O essencial sobre as intolerâncias alimentares

Nutrição e Fitness
Última atualização: 13/04/2023
o-essencial-sobre-as-intolerncias-alimentares

Fala-se cada vez mais de alergias e intolerâncias aos alimentos, mas nem sempre é fácil perceber do que se trata exatamente. Explicamos-lhe o fundamental.

Nos últimos 15 anos os casos de alergias e intolerâncias alimentares estão a aumentar a nível global, estimando-se que até 20% da população mundial possa ter intolerância alimentar, o que justifica a preocupação com este tema.
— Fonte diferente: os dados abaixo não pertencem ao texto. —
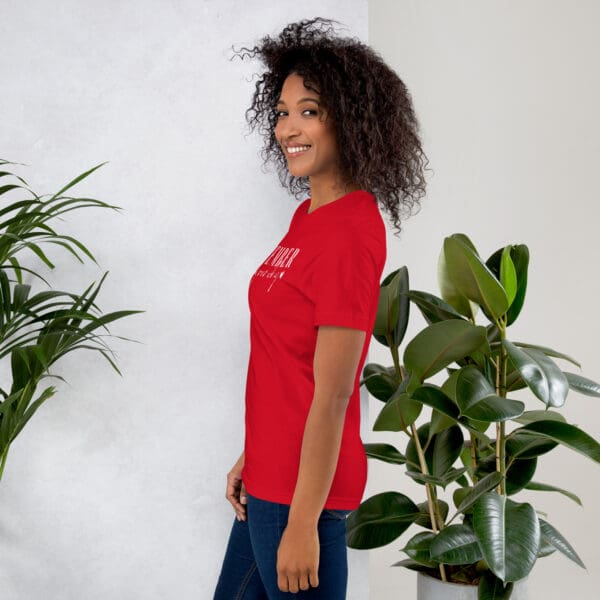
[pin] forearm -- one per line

Falámos com a nutricionista Rita Talhas.

O que é, afinal, uma intolerância alimentar?

Uma intolerância alimentar ocorre quando o organismo é incapaz de metabolizar algumas substâncias dos alimentos, o que pode acontecer devido a um défice das enzimas responsáveis pela sua digestão.

Em geral, o problema está associado à absorção da lactose — o açúcar do leite, presente no leite de origem animal — e do glúten, uma proteína encontrada no trigo, aveia, centeio, cevada, kamut e espelta, explica a nutricionista Rita Talhas.

Além da deficiência enzimática pode haver outros tipos de intolerâncias como a conservantes alimentares (sulfitos, benzoato sódico e glutamato monossódico, por exemplo) ou a compostos naturalmente presentes nos alimentos, como a cafeína, os salicilatos, as aminas e o glutamato. Por outro lado, alimentos como os queijos curados, o vinho tinto e o chocolate, “por terem substâncias vasoconstritoras, podem provocar cefaleias, náuseas e tonturas em pessoas suscetíveis”, refere a nutricionista.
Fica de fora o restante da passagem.